An email address already has one (after the user
name) to distinguish it from a mere domain name. Why can't one use
wild cards or regular expressions to block by domain names? And why
can one not specify IP addresses that are in the Internet headers and
return path (which are made difficult to find), but only in the From
header, which is the most likely (by virtue of being the easiest)
header to be faked? I could certainly understand why Microsoft might
make this sort of configuration a bit difficult to find for typical
users, but I have found after much research that it is simply
*impossible* to configure these sorts of filters in Outlook.

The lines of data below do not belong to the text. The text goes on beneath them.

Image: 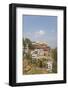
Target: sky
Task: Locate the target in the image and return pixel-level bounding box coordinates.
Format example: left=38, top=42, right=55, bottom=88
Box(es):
left=23, top=15, right=57, bottom=48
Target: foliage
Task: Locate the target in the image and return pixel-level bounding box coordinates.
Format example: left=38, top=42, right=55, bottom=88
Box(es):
left=52, top=48, right=57, bottom=73
left=51, top=48, right=57, bottom=61
left=23, top=38, right=34, bottom=49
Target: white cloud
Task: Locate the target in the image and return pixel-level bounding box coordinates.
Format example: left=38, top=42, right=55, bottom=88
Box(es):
left=35, top=30, right=45, bottom=35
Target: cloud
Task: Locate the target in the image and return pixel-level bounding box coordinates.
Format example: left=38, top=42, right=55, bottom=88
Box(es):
left=35, top=30, right=45, bottom=36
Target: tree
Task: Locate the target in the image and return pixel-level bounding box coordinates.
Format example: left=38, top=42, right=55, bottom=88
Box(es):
left=51, top=48, right=57, bottom=61
left=51, top=48, right=57, bottom=73
left=23, top=38, right=34, bottom=49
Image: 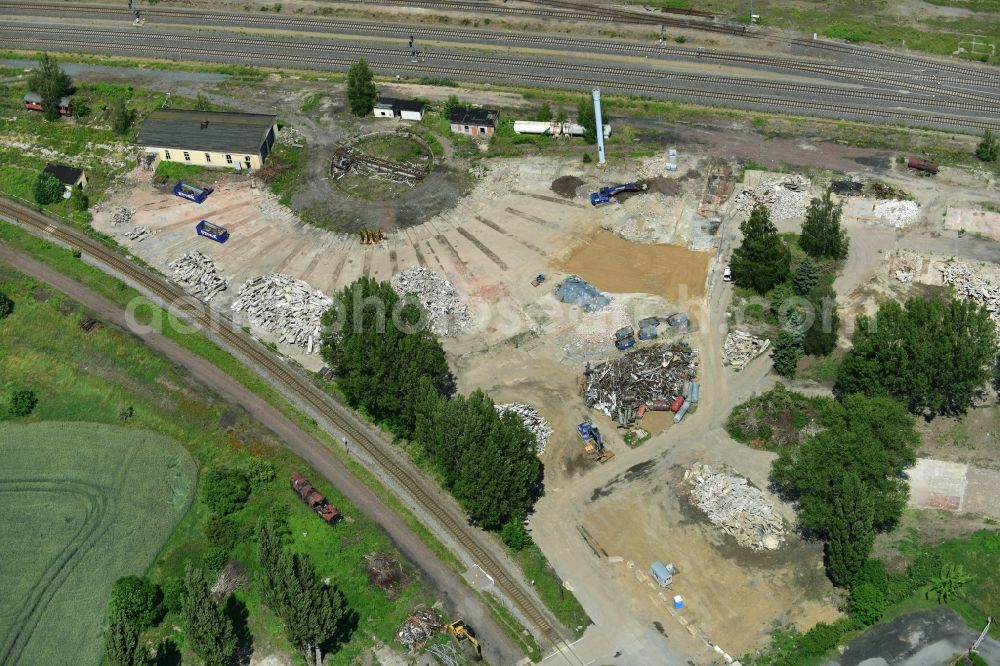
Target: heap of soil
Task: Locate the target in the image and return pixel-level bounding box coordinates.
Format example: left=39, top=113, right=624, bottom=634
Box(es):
left=551, top=176, right=583, bottom=199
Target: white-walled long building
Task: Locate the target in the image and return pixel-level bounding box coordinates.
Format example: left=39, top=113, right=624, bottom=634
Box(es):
left=136, top=109, right=278, bottom=169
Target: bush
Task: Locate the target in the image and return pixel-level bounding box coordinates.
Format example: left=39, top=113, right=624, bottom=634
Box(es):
left=8, top=389, right=38, bottom=416
left=160, top=576, right=184, bottom=614
left=201, top=468, right=250, bottom=516
left=108, top=576, right=163, bottom=632
left=850, top=583, right=885, bottom=627
left=202, top=514, right=240, bottom=553
left=500, top=520, right=531, bottom=550
left=31, top=173, right=65, bottom=206
left=247, top=458, right=277, bottom=491
left=0, top=291, right=14, bottom=321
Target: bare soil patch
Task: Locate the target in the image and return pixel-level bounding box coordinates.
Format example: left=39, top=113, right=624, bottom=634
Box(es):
left=552, top=176, right=583, bottom=199
left=561, top=229, right=712, bottom=302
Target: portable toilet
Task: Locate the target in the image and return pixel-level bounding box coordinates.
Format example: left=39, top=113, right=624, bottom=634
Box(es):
left=649, top=560, right=677, bottom=587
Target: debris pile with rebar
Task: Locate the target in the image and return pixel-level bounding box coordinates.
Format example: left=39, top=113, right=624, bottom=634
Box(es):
left=722, top=331, right=771, bottom=370
left=392, top=267, right=472, bottom=336
left=167, top=252, right=228, bottom=301
left=232, top=273, right=333, bottom=354
left=583, top=343, right=698, bottom=425
left=396, top=610, right=444, bottom=652
left=496, top=402, right=552, bottom=455
left=940, top=261, right=1000, bottom=326
left=684, top=464, right=785, bottom=550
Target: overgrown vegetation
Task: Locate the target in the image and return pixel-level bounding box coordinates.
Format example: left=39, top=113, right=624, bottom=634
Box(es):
left=837, top=298, right=997, bottom=416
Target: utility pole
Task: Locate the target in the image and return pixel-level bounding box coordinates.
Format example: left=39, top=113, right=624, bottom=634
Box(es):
left=594, top=88, right=604, bottom=164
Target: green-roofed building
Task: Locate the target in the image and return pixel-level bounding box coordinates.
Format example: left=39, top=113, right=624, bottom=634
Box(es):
left=135, top=109, right=278, bottom=169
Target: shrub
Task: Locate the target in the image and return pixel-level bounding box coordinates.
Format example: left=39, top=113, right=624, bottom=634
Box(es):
left=201, top=468, right=250, bottom=516
left=500, top=520, right=531, bottom=550
left=31, top=173, right=64, bottom=206
left=109, top=576, right=163, bottom=632
left=850, top=583, right=885, bottom=627
left=247, top=458, right=277, bottom=491
left=9, top=389, right=38, bottom=416
left=202, top=514, right=240, bottom=553
left=160, top=576, right=184, bottom=613
left=0, top=291, right=14, bottom=321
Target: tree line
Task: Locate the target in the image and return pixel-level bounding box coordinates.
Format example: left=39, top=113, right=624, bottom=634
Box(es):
left=320, top=278, right=543, bottom=530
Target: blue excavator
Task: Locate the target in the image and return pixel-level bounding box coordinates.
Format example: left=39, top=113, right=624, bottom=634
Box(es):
left=590, top=183, right=646, bottom=206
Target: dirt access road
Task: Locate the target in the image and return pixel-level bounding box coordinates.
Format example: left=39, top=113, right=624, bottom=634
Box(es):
left=0, top=244, right=522, bottom=664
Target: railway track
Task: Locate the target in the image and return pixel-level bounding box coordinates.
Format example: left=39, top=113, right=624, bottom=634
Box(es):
left=0, top=24, right=1000, bottom=132
left=0, top=0, right=1000, bottom=104
left=0, top=199, right=582, bottom=666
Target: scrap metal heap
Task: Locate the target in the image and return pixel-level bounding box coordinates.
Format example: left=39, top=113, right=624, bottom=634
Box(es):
left=392, top=267, right=472, bottom=336
left=495, top=402, right=552, bottom=455
left=722, top=331, right=771, bottom=370
left=583, top=343, right=698, bottom=425
left=232, top=273, right=333, bottom=354
left=684, top=463, right=785, bottom=550
left=396, top=610, right=444, bottom=653
left=167, top=252, right=228, bottom=301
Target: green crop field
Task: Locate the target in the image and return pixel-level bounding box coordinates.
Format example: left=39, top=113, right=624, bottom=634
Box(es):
left=0, top=422, right=197, bottom=664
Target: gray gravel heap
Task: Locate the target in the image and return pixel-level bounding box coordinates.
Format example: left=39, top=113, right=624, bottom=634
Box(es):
left=495, top=402, right=552, bottom=455
left=684, top=463, right=785, bottom=550
left=391, top=267, right=472, bottom=336
left=232, top=273, right=333, bottom=354
left=722, top=331, right=771, bottom=370
left=167, top=252, right=228, bottom=301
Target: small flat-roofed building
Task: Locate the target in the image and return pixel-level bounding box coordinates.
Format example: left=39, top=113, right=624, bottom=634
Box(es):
left=372, top=97, right=424, bottom=120
left=42, top=163, right=87, bottom=191
left=135, top=109, right=278, bottom=169
left=448, top=106, right=500, bottom=137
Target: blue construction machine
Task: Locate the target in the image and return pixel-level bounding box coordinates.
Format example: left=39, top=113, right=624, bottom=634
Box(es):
left=590, top=183, right=646, bottom=206
left=576, top=419, right=615, bottom=462
left=174, top=180, right=215, bottom=203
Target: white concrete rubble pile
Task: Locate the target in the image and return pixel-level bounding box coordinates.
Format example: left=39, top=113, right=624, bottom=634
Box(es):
left=939, top=261, right=1000, bottom=326
left=167, top=252, right=228, bottom=301
left=733, top=175, right=809, bottom=220
left=684, top=464, right=785, bottom=550
left=392, top=267, right=472, bottom=336
left=496, top=402, right=552, bottom=455
left=396, top=610, right=444, bottom=652
left=125, top=227, right=152, bottom=241
left=722, top=331, right=771, bottom=370
left=872, top=199, right=920, bottom=229
left=111, top=208, right=135, bottom=227
left=232, top=273, right=333, bottom=354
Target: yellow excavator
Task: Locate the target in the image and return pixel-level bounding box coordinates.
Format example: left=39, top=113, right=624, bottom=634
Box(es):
left=448, top=620, right=483, bottom=661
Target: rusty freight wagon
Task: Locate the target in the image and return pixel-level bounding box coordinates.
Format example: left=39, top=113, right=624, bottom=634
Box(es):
left=292, top=472, right=341, bottom=525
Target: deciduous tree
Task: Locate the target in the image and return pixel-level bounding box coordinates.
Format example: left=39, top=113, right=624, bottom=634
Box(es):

And why I use SpamPal. Although I have yet to need it (because the
other spam filtering works so well), it also has a RegEx plug-in to let
you define regular expressions (but not PCRE syntax) that will let you
search on strings in any header. Outlook was never geared to be a
spam-filtering e-mail client and the junk filtering is a tacked on
feature that doesn't come close to 3rd party solutions (but then it
really wasn't meant to, anymore than Paint was meant to compete with
Adobe Photoshop).
If I had been working on this software for the past 30 years, I most
certainly would have done better by now.
I know of no software produced by anyone where someone else doesn't have
complaints with it or suggestions for improvement. Um, 30 years? Just
how long do you think Outlook has been around? PCs (personal computers)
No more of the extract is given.